Sea producto de una intervención milagrosa, o no, nuestro país ofrece un espectáculo bien extraño, se diría que ridículo. A veces algo peor, pues el fenómeno de una audiencia que se deleita cuando unas menores, acompañadas de sus dignas mamás, narran las incidencias de su relación con asesinos especialmente sanguinarios, rebasa todos los calificativos. Es de sobra conocido que Ortega advirtió que las sociedades que carecen de proyectos eligen las personas menos preparadas para dirigirlas, ya sea en el pensamiento, la comunicación o la política. La responsabilidad no es de ellas sino de quienes las eligen.
De manera muy correcta, expulsamos a los drogadictos de la convivencia cuando, en realidad, estamos presos de la mayor de las adicciones: la del consumo indiscriminado de espectáculos bien morbosos, vulgares y cotillas, sobre todo si sirven para confortarnos con la seguridad de la propia normalidad. Ciertamente, si la vida se transforma es un circo, lo más cómodo será asumir el papel de pasivos televidentes. Además, si no intervenimos, evitaremos la posibilidad de convertirnos en culpables protagonistas. El riesgo estriba en que, poco a poco, sin apenas darnos cuenta, el “1984” de Orwell se habrá instalado confortablemente entre nosotros, de hecho, de manera más grosera ya lo está.

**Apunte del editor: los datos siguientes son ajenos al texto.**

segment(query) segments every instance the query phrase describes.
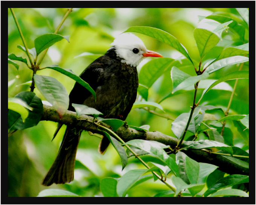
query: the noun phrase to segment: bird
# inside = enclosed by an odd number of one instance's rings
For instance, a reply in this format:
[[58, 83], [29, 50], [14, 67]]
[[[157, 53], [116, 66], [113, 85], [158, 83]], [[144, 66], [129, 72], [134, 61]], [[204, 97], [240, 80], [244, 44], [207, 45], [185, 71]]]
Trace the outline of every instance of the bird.
[[[75, 111], [72, 103], [93, 107], [103, 114], [105, 118], [125, 121], [137, 95], [139, 79], [137, 66], [147, 57], [162, 57], [159, 53], [146, 49], [139, 37], [131, 33], [119, 35], [104, 55], [91, 63], [79, 75], [94, 90], [91, 93], [76, 82], [69, 95], [68, 110]], [[53, 138], [62, 124], [59, 124]], [[76, 155], [82, 130], [67, 125], [57, 156], [41, 184], [64, 184], [72, 181]], [[98, 150], [104, 154], [110, 143], [105, 136]]]

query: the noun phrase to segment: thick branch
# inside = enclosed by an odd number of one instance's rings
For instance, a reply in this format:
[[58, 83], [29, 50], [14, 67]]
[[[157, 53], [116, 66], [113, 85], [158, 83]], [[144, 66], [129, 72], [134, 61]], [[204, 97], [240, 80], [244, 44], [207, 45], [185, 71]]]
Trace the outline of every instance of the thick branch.
[[[76, 125], [84, 130], [94, 133], [102, 134], [103, 131], [106, 131], [105, 130], [103, 130], [93, 123], [93, 118], [92, 117], [85, 115], [77, 117], [75, 112], [68, 110], [60, 119], [57, 112], [52, 107], [45, 105], [43, 106], [43, 113], [41, 120], [52, 121], [66, 125]], [[100, 123], [102, 125], [109, 127], [102, 122]], [[136, 139], [156, 141], [169, 145], [172, 149], [175, 148], [178, 142], [176, 138], [158, 131], [145, 132], [137, 130], [125, 125], [119, 128], [116, 133], [125, 142]], [[111, 134], [110, 133], [110, 134]], [[218, 169], [220, 170], [227, 173], [230, 174], [248, 174], [248, 169], [239, 166], [223, 156], [211, 154], [202, 150], [182, 150], [181, 151], [198, 162], [214, 164], [219, 167]]]

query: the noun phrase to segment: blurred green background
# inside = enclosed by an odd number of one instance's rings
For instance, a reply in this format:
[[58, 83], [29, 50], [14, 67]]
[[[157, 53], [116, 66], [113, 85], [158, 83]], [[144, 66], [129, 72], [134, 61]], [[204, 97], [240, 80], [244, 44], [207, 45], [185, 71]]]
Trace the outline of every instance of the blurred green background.
[[[67, 8], [16, 8], [14, 10], [28, 47], [31, 48], [34, 47], [34, 41], [36, 38], [54, 32]], [[197, 66], [199, 54], [193, 31], [198, 25], [198, 16], [206, 16], [215, 12], [238, 15], [236, 10], [232, 8], [74, 8], [58, 32], [63, 36], [70, 35], [70, 42], [61, 41], [51, 47], [41, 67], [56, 64], [63, 68], [71, 69], [79, 75], [98, 56], [78, 56], [84, 52], [104, 54], [115, 37], [129, 27], [134, 26], [154, 27], [172, 35], [186, 48]], [[9, 10], [8, 25], [8, 53], [24, 57], [24, 52], [17, 48], [17, 45], [23, 45]], [[165, 57], [177, 59], [182, 56], [163, 43], [142, 34], [134, 34], [142, 40], [147, 49], [159, 53]], [[235, 41], [237, 37], [229, 31], [223, 35], [222, 41], [217, 45], [217, 50], [221, 51], [234, 42], [236, 44], [233, 45], [247, 42], [240, 42], [237, 39]], [[213, 54], [214, 52], [213, 50]], [[147, 60], [151, 59], [144, 60], [138, 67], [138, 72]], [[14, 97], [21, 91], [30, 90], [30, 84], [24, 83], [31, 80], [32, 72], [23, 64], [18, 63], [20, 65], [18, 70], [12, 65], [8, 66], [9, 97]], [[229, 71], [236, 71], [238, 68], [236, 65], [229, 66], [215, 72], [211, 78], [217, 79]], [[181, 69], [190, 75], [195, 75], [193, 67], [189, 64]], [[248, 63], [245, 64], [243, 69], [248, 69]], [[56, 78], [63, 84], [69, 93], [75, 83], [70, 78], [50, 69], [38, 71], [37, 73]], [[233, 87], [235, 81], [227, 82]], [[158, 102], [171, 92], [172, 86], [169, 70], [149, 89], [148, 101]], [[202, 91], [203, 90], [199, 90], [198, 98]], [[44, 99], [36, 89], [35, 92], [42, 100]], [[228, 91], [212, 90], [201, 104], [208, 103], [226, 110], [231, 93]], [[174, 95], [161, 103], [165, 113], [156, 112], [175, 119], [180, 114], [189, 111], [194, 91], [191, 90]], [[248, 79], [239, 80], [230, 114], [248, 114]], [[214, 114], [216, 117], [220, 115]], [[157, 130], [174, 136], [171, 130], [172, 121], [154, 115], [144, 110], [132, 110], [126, 121], [130, 125], [149, 125], [150, 131]], [[41, 185], [40, 183], [54, 160], [66, 128], [63, 126], [56, 137], [51, 142], [56, 125], [57, 123], [52, 122], [41, 121], [35, 127], [18, 130], [9, 137], [9, 196], [36, 196], [41, 190], [48, 188]], [[233, 124], [228, 122], [227, 127], [234, 128]], [[186, 136], [187, 138], [189, 134]], [[235, 139], [236, 136], [234, 137]], [[204, 139], [204, 137], [200, 137]], [[131, 169], [144, 169], [143, 165], [131, 158], [128, 166], [122, 172], [120, 160], [111, 146], [104, 155], [98, 153], [99, 141], [99, 139], [83, 132], [77, 155], [74, 181], [70, 184], [55, 184], [49, 188], [66, 189], [83, 196], [102, 196], [99, 190], [101, 179], [107, 177], [118, 178]], [[244, 146], [243, 142], [238, 139], [235, 143], [239, 147]], [[146, 161], [147, 157], [144, 159]], [[146, 185], [146, 189], [144, 188]], [[151, 196], [165, 190], [168, 190], [166, 187], [158, 182], [154, 182], [152, 179], [132, 188], [128, 193], [130, 196]]]

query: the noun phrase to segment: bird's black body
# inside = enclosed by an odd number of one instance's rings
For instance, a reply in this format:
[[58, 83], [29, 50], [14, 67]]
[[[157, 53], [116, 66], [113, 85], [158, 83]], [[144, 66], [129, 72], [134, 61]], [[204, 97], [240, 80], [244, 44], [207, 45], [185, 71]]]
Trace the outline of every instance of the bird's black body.
[[[122, 60], [113, 47], [88, 66], [80, 77], [95, 92], [96, 102], [89, 91], [76, 83], [69, 95], [69, 110], [74, 111], [72, 103], [83, 104], [102, 112], [104, 118], [125, 120], [136, 99], [139, 81], [136, 67], [122, 63]], [[43, 185], [64, 184], [73, 180], [81, 132], [78, 128], [67, 126], [57, 157], [43, 179]], [[100, 152], [104, 153], [109, 144], [104, 137]]]

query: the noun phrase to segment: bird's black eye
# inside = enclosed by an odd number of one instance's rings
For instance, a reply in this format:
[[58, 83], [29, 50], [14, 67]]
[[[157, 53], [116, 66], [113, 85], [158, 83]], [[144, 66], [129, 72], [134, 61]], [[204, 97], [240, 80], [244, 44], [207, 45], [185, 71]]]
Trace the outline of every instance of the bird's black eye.
[[138, 48], [133, 48], [133, 52], [134, 53], [139, 53], [139, 49]]

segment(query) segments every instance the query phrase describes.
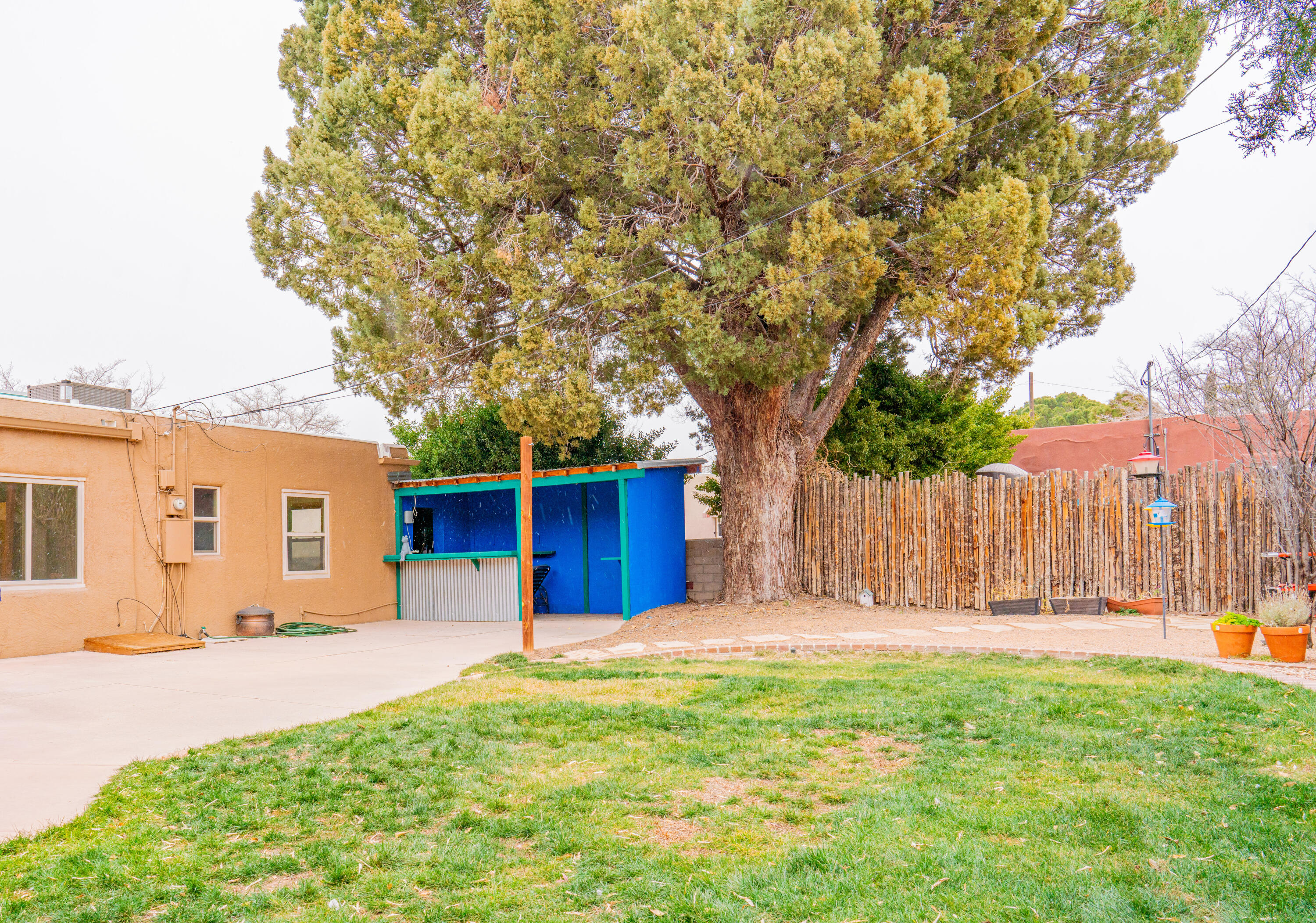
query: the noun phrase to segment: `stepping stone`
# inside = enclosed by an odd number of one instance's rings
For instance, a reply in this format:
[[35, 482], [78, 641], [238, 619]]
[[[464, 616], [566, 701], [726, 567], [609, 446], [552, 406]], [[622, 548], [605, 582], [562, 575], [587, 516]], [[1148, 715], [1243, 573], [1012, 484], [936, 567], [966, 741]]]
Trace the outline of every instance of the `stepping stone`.
[[619, 644], [615, 648], [608, 648], [615, 654], [637, 654], [645, 649], [645, 645], [640, 641], [629, 641], [626, 644]]

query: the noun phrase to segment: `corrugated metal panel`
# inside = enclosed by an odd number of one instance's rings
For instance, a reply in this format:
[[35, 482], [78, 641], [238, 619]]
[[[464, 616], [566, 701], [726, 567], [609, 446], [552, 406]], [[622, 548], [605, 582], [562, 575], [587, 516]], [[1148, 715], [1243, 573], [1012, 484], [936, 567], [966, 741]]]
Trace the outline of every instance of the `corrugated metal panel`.
[[516, 558], [403, 561], [403, 618], [418, 621], [516, 621]]

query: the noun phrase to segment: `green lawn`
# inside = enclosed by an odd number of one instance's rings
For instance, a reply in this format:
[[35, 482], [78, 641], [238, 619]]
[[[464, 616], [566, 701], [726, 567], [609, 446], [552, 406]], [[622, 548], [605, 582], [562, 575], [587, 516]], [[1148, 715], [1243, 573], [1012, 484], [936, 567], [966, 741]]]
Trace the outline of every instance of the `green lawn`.
[[1313, 718], [1170, 661], [540, 664], [133, 764], [0, 847], [0, 920], [1309, 922]]

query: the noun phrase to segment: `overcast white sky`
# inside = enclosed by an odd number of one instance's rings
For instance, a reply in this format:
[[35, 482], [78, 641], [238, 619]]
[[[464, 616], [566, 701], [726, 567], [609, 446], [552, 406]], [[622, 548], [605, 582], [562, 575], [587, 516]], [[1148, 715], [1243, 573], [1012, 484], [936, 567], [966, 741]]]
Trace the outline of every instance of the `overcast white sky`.
[[[50, 9], [0, 0], [11, 36], [49, 37]], [[261, 275], [246, 216], [266, 145], [283, 149], [290, 103], [275, 67], [291, 0], [59, 8], [58, 54], [13, 41], [0, 58], [8, 95], [0, 147], [0, 366], [26, 383], [70, 365], [126, 359], [163, 374], [170, 400], [251, 384], [330, 361], [330, 321]], [[1202, 74], [1223, 59], [1208, 55]], [[1166, 120], [1177, 138], [1224, 117], [1241, 84], [1230, 65]], [[1138, 273], [1101, 329], [1038, 356], [1037, 394], [1104, 398], [1120, 359], [1191, 340], [1230, 316], [1219, 291], [1255, 294], [1316, 228], [1316, 149], [1244, 158], [1228, 126], [1186, 141], [1120, 224]], [[1316, 242], [1295, 269], [1316, 265]], [[292, 379], [296, 395], [333, 387]], [[1026, 399], [1026, 375], [1015, 404]], [[390, 438], [366, 398], [328, 404], [349, 435]], [[692, 453], [690, 425], [667, 425]]]

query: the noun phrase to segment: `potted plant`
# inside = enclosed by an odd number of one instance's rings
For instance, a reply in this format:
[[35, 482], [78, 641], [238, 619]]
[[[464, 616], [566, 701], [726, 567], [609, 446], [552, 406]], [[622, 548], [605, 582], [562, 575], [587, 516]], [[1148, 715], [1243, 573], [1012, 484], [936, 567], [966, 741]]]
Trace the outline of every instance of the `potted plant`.
[[1296, 593], [1278, 593], [1257, 607], [1261, 633], [1270, 648], [1270, 656], [1286, 664], [1307, 660], [1307, 639], [1311, 635], [1311, 610]]
[[1216, 639], [1216, 650], [1221, 657], [1248, 657], [1252, 654], [1252, 645], [1257, 640], [1255, 619], [1225, 612], [1211, 623], [1211, 635]]

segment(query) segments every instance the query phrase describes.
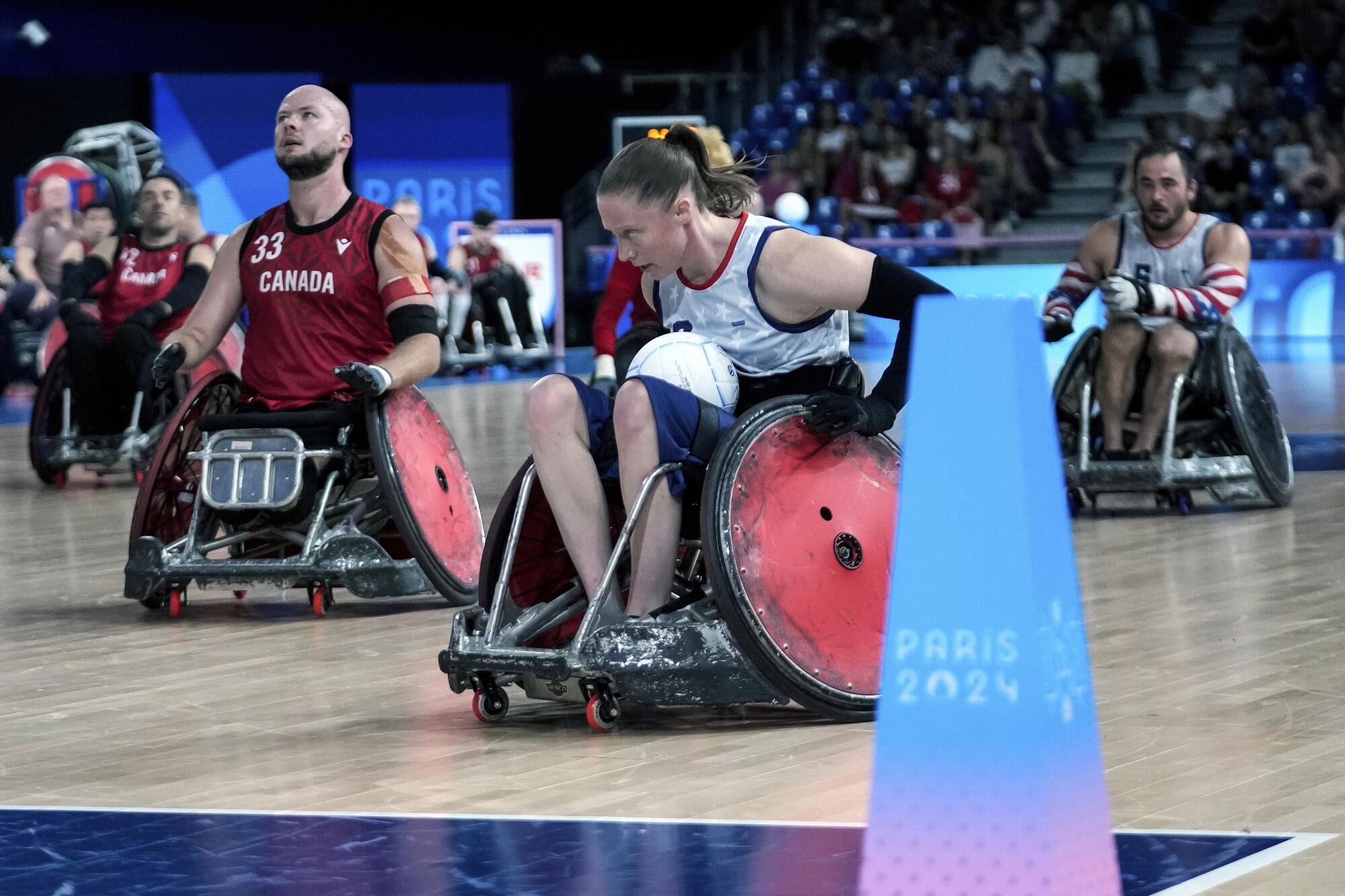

Herbert Marcuse denunció que "una ausencia de libertad cómoda, suave, razonable y democrática, señal del progreso técnico, prevalece en la civilización industrial avanzada”. A lo mejor es el destino de la humanidad y, dado que todo el mundo quiere el bienestar, el cuento habría terminado bien, podríamos dedicarnos al sueño eterno. Pero una condición es imprescindible: que nadie sea capaz de parar la máquina de la felicidad porque, en otro caso, habiendo desaparecido las personas capaces de pensar, nos espera un angustioso despertar. Como ya nada se puede hacer, más vale que nos durmamos con el tenis, es más estético.